Chapter 19


They buried what they could gather of Darden beneath a small barrow of rock and ice. There were more buried, Gavril told them, farther up the trail: pilgrims who did not survive the journey to the summit, and monks who had fallen prey to winter or to sickness or to predators upon the mountain. He assured them Darden would be in good company.

Taniel clenched a nub of charcoal between his fingers and began sketching Darden’s face in his book. The memory of how the man looked was already beginning to fade. Taniel just hadn’t known him long enough. He closed his eyes, trying to remember.

The vision of Julene – Taniel knew for certain it was her now – bouncing and screaming her way down the rock face and out of sight haunted Taniel throughout the night. He couldn’t sleep, for each time he managed to fall asleep, he saw Julene’s body, or that of the cave lion, thrashing and angry before his mind’s eye, mocking him. How could he not have seen it? Her anger, her recklessness. At the very least he should have been watching for a double cross.
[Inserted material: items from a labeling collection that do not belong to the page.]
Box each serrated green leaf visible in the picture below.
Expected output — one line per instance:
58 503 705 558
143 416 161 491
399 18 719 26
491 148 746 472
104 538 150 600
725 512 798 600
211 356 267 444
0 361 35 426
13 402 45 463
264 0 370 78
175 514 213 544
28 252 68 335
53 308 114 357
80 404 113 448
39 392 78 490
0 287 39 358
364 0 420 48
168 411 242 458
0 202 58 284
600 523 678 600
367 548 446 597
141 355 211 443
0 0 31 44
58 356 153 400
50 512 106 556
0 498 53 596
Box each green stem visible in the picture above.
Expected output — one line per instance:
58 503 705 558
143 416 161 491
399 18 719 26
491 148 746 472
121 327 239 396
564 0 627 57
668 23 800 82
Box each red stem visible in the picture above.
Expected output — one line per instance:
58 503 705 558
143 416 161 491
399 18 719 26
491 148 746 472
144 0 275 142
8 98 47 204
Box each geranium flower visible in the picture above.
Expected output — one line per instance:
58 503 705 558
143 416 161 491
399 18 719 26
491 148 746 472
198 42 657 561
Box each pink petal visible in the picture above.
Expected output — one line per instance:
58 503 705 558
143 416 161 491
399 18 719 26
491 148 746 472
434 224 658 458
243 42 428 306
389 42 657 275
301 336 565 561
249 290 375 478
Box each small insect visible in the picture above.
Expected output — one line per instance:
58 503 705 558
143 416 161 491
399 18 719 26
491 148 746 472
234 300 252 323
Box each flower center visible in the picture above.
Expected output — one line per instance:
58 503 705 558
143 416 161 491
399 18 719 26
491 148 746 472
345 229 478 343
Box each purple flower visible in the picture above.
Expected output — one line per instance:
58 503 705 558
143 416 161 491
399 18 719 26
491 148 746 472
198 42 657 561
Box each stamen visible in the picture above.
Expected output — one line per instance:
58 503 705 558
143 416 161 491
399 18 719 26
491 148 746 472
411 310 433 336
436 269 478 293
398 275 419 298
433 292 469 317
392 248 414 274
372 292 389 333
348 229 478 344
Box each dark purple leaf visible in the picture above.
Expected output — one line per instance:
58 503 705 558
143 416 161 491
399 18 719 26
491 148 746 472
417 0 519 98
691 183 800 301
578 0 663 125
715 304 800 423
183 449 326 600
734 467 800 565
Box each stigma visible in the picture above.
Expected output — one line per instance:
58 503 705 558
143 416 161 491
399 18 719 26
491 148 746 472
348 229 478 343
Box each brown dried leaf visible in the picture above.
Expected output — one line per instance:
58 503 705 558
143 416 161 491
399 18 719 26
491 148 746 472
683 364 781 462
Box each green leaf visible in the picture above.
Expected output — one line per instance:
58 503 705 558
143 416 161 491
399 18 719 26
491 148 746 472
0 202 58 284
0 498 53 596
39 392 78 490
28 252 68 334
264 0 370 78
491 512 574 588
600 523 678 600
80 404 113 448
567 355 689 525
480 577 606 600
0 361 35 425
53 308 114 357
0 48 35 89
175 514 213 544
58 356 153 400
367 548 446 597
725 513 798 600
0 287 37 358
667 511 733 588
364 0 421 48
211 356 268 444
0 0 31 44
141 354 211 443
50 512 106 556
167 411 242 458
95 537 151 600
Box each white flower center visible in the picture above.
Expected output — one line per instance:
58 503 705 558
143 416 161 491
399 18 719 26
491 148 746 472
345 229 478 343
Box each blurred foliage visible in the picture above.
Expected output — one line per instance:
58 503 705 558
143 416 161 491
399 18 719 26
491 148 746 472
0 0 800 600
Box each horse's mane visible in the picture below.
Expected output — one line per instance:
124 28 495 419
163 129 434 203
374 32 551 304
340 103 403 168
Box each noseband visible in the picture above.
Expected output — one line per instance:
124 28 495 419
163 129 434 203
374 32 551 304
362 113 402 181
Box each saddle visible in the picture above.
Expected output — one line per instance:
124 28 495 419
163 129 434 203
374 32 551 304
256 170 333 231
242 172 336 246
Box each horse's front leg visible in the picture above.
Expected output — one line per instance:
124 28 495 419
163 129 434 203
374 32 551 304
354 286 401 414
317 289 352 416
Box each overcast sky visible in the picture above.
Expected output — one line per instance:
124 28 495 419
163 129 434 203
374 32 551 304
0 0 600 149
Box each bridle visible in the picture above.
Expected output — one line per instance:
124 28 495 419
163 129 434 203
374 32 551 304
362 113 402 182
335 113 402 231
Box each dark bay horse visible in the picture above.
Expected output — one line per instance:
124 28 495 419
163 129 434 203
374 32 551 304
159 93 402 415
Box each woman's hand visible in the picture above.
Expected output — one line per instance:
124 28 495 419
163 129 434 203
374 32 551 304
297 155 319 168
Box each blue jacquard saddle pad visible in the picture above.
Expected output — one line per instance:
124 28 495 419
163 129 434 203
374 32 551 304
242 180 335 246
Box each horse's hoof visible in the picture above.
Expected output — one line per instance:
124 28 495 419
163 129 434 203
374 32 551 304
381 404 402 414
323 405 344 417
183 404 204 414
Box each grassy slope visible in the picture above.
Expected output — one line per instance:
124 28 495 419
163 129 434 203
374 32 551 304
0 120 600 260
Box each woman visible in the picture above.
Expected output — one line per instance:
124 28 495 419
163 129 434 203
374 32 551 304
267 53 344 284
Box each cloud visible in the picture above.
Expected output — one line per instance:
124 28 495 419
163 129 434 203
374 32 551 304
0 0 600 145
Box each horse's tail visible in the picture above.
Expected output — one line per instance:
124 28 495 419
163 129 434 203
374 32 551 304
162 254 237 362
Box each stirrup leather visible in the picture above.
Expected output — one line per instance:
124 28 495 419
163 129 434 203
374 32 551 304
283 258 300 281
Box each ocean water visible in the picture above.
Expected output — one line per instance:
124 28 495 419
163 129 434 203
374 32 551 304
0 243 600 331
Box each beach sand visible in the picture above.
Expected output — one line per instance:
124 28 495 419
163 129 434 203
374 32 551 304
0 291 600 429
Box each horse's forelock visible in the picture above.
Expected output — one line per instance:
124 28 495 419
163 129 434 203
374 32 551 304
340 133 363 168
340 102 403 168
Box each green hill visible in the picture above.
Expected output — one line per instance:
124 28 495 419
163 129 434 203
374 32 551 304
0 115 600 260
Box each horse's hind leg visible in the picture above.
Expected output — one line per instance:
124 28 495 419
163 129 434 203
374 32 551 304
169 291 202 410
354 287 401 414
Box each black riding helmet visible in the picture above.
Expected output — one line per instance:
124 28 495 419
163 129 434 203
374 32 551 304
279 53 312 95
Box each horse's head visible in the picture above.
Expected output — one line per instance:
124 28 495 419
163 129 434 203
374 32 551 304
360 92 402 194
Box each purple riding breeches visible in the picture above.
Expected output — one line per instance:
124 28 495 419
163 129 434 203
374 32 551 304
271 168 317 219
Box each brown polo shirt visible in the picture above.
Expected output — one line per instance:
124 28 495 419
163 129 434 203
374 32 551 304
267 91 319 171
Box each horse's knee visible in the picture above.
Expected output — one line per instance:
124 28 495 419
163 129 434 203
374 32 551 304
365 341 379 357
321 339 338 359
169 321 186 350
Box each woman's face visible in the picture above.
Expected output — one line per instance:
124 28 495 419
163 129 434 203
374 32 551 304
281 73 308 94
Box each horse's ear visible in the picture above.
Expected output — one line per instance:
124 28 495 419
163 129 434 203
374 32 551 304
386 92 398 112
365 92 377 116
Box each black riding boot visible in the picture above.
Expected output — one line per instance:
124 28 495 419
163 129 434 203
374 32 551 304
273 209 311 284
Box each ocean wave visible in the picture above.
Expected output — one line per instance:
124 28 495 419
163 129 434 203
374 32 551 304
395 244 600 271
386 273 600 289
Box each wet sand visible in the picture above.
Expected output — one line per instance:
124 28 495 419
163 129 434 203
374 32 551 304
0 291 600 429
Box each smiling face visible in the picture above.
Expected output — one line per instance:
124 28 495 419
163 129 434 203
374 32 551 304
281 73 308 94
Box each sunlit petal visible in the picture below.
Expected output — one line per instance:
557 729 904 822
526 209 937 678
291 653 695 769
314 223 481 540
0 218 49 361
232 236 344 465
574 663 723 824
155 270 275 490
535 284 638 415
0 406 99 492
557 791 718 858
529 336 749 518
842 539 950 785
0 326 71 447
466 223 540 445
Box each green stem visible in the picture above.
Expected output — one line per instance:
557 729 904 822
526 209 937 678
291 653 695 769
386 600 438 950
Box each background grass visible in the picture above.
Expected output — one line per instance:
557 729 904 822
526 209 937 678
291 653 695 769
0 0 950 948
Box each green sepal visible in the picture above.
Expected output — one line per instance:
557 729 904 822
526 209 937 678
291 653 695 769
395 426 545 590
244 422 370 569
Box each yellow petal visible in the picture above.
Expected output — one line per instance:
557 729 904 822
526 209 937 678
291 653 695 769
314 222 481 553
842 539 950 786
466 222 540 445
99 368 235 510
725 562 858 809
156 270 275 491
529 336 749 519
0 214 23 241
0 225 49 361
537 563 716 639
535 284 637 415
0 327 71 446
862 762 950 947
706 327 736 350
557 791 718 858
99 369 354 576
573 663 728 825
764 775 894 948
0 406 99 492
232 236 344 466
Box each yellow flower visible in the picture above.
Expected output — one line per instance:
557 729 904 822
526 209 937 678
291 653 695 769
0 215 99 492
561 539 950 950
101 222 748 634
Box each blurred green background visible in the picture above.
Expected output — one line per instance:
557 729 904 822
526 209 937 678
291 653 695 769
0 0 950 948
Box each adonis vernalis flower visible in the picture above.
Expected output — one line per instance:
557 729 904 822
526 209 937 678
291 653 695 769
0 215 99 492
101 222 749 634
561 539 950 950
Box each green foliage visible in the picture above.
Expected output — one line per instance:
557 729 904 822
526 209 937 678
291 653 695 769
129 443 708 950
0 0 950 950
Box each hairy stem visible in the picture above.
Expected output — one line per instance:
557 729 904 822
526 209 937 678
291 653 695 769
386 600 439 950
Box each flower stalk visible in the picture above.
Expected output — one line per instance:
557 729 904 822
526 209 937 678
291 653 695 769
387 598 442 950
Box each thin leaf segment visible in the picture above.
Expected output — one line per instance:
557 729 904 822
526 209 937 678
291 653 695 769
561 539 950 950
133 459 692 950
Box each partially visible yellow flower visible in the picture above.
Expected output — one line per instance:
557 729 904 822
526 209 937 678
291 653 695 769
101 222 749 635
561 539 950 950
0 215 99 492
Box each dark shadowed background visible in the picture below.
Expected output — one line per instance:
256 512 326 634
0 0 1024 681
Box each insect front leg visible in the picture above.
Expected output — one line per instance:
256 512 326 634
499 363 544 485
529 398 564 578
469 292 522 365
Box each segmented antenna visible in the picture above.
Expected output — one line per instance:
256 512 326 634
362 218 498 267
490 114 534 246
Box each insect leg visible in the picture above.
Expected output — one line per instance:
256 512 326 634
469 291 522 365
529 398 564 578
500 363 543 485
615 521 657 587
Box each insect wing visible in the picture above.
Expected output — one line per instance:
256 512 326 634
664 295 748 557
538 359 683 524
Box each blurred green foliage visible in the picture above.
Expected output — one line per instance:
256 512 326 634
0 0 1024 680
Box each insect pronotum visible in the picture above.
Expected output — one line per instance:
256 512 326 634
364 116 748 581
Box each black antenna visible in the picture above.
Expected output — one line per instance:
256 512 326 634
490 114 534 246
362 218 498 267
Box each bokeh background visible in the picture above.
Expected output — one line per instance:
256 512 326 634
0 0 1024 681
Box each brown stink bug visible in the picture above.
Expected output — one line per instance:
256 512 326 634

He ended up sitting in the cave entrance, watching the sky above begin to lighten as the sun rose in the east, on the other side of the mountain.

He’d disobeyed a direct order. What would Tamas do about it? What good could come of it? Tamas would just send another powder mage. Maybe he’d even come himself. He’d have Taniel court-martialed. Could Tamas have him executed? Taniel didn’t think even a man like Tamas could execute his own son. He hoped not, anyway.

How would Taniel explain this to Tamas? What would they do when another powder mage came for them? Taniel kicked a piece of ice over the ledge. They’d deal with those problems when they came up.

He heard ice crunch underfoot as Bo joined him. Taniel gave his friend a long look. Bo seemed as if he hadn’t slept well for weeks. His eyes were red, his face sunburned. He seemed to be constantly sweating, and he fingered the lapel of his coat nervously as he took a seat next to Taniel.

Bo watched the stars fade as Taniel sketched a likeness of Darden, until Taniel heard the first cries of birds looking for a morning meal.

“You’re getting quite good,” Bo said. “Looks just like him.”

“I’m glad you think so,” Taniel said. “I was having trouble picturing him.” He tucked the bit of charcoal into a pouch and folded his sketchbook.

“Tamas has a lot of gall sending you up here to kill me,” Bo said. His voice was pleasant, quiet. A feature many of his women found soothing, no doubt. “Don’t get me wrong,” he added. “I’m glad he did. Somebody else may have taken that shot. You could have chosen a better time, though.”

“You were expecting me,” Taniel said. He found he wasn’t surprised. Bo tended to know a lot of things, even when he shouldn’t. Taniel blew on his hands to warm them.

“A powder mage, eventually,” Bo said. “Actually, I expected Julene first. She’s the one I was preparing for.” He pointed down the trail, along the ledge of the mountain and the monastery far below. “I’ve been warding this whole trail for two weeks now. Ever since that inspector visited and gave me the message that she would try to summon Kresimir.” He fingered his lapel again, running a finger along the collar.

“ ‘She’?”

“Julene. That Predeii bitch.”

“Predeii,” Taniel said. “That Privileged I tracked in Adopest said she was a Predeii.”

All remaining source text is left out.